Hair today, gone tomorrow

Hair today, gone tomorrow
Shirley Manson of Garbage performs onstage at the MTV World Stage Monterrey Mexico 2012 at Arena Monterrey on September 12, 2012 in Monterrey, Mexico.

A couple of months ago, I suffered a disastrous salon hair-dye job.

It all started because Shirley Manson, the flame- haired singer of American band Garbage, came to town and I was inspired by her to become a redhead.

I went for a professional colour treatment for the first time, not realising that I was allergic to hair dye. And, even though I warned the stylist and hair technician that my skin and scalp are sensitive, no patch test was administered.

Instead, they proceeded to merrily dump a mixture of chemicals on my newbie head.

Nobody warned me about what was going to happen.

Within 24 hours, my face was raw and red. Contact with my dyed locks left small chemical burns on my face, neck and shoulders.

Screaming in horror, I hopped into the shower and tried to wash off as much of the dye as possible. As the shampoo suds cascaded down my neck and back, the rinsed-off dye continued to eat minutely into my skin.

Still, tonnes of dye remained and every time a strand of hair touched my face, it left a little crater.

By then, it was the middle of the night and I could only wait until daybreak to hoist myself off to a budget hair salon to get rid of my Medusa snake tresses.

At the budget hair salon, I pleaded: Please take it all off, so that nothing touches my face.

The result was a buzz cut, a la Faye Wong's in 1994. I wanted to look like Manson and I ended up looking like Annie Lennox from the 1980s. I promptly wore a suit, like the one Lennox wore in the Eurythmics' Sweet Dreams (Are Made Of These) video, for a friend's retro party.

For a while, I was quite happy rocking this look, thinking that the worst was over. Then, my hair started to fall out.

Every morning, I examined the ever-widening bald spots on the top and sides of my head. I took countless photos of my pate with my husband's iPhone, to try and get a better look at the angles I couldn't see in the mirror.

There was no denying it: I was going bald.

It took me a while to screw up the courage, but I finally decided to take a scorched-earth policy to the problem. Sick of counting all the hairs blocking my bathroom drain, I went to my now-favourite budget hair salon and shaved it all off.

It's been a week since I officially became botak.

The Supportive Spouse, probably reliving his army days as a physical-training instructor, periodically calls me "Recruit!"

My two sons took a while to warm up to my new image. Upon my playful invitation, Julian, 61/2, touched my shorn head tentatively, then ran away. His younger brother, Lucien, who is almost three, started to cry and asked me to put on a scarf.

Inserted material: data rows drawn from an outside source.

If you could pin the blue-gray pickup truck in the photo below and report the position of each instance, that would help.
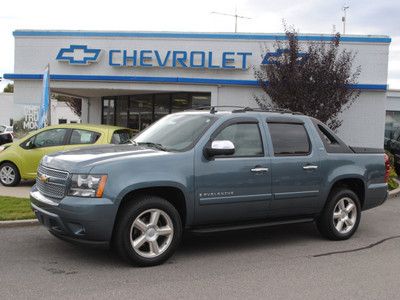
(208, 170)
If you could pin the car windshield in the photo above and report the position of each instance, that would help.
(176, 132)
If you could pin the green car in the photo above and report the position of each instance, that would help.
(20, 160)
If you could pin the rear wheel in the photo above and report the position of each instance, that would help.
(9, 174)
(341, 216)
(148, 231)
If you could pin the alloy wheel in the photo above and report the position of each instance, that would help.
(7, 175)
(345, 215)
(151, 233)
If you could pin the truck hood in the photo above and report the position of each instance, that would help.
(85, 158)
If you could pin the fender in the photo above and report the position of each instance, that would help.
(188, 195)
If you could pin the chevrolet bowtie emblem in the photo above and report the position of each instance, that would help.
(44, 178)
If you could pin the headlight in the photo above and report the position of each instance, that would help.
(85, 185)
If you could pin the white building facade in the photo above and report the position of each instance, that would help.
(134, 78)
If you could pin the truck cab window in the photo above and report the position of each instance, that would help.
(289, 139)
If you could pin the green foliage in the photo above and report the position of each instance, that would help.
(12, 208)
(9, 88)
(315, 83)
(392, 183)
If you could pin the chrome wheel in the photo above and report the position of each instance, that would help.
(7, 175)
(345, 215)
(151, 233)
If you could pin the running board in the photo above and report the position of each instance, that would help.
(222, 228)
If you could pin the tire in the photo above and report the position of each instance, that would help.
(341, 215)
(156, 241)
(9, 174)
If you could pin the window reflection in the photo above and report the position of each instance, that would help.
(139, 111)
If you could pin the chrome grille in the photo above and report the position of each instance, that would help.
(55, 186)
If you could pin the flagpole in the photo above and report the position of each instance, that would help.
(43, 117)
(49, 93)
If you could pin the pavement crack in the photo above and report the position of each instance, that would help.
(358, 249)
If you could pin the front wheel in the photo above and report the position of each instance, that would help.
(148, 231)
(9, 174)
(341, 216)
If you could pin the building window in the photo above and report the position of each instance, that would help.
(108, 111)
(139, 111)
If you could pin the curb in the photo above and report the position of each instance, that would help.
(19, 223)
(395, 193)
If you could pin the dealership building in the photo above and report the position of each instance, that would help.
(134, 78)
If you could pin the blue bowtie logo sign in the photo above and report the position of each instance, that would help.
(78, 55)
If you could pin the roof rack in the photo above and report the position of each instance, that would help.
(213, 109)
(240, 109)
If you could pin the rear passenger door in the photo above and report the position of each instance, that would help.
(295, 167)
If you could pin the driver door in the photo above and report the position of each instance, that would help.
(234, 187)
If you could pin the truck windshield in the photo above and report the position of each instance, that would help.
(175, 132)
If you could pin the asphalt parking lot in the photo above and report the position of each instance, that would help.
(278, 263)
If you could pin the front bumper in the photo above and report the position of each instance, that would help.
(76, 219)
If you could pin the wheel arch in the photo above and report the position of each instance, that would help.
(173, 194)
(354, 183)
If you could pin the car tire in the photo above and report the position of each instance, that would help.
(341, 215)
(9, 174)
(148, 231)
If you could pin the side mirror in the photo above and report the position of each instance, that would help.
(29, 145)
(223, 147)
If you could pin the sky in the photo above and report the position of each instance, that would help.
(308, 16)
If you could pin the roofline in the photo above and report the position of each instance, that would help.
(175, 80)
(199, 35)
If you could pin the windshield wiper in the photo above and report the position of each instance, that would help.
(151, 144)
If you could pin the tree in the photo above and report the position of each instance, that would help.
(314, 79)
(9, 88)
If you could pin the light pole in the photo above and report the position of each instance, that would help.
(345, 8)
(236, 16)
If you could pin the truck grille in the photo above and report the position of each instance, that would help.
(52, 183)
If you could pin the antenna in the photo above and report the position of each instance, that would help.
(344, 8)
(236, 16)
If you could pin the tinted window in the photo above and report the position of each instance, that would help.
(289, 139)
(245, 137)
(50, 138)
(121, 136)
(332, 143)
(79, 136)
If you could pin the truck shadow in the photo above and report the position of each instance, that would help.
(268, 237)
(197, 246)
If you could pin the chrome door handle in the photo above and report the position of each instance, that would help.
(258, 169)
(310, 167)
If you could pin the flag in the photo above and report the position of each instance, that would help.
(43, 119)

Over the next few days, I tried to get them used to the various possibilities of Bald Mummy. I showed them that I could bathe in record time, now that I didn't need to wash my hair. I paraded a bunch of hats for them. I demonstrated the myriad ways of tying a headscarf: The babushka, the side rosette, the Axl Rose.

I started a wig collection. Lucien hates my pink reverse-bleached one, and demands that I take it off when I wear it. The slightly more-normal black one has fared better with my menfolk - even though it has a fringe that covers my eyes and an asymmetric cut. But, mostly, I just go out bare-headed.

It doesn't really matter to me that people stare. After all, I have decided that bald is beautiful. Just look at Amber Rose, the statuesque American model-actress who is now expecting a baby with rapper Wiz Khalifa. Rose looks edgy and beautiful with platinum stubble on her head and is none the less feminine for it.

I didn't go bald because I have cancer, or to raise funds for charity. But I like to think that I am showing my sons that it is okay to be different from others and that, as cliched as it may sound, it's what inside that counts.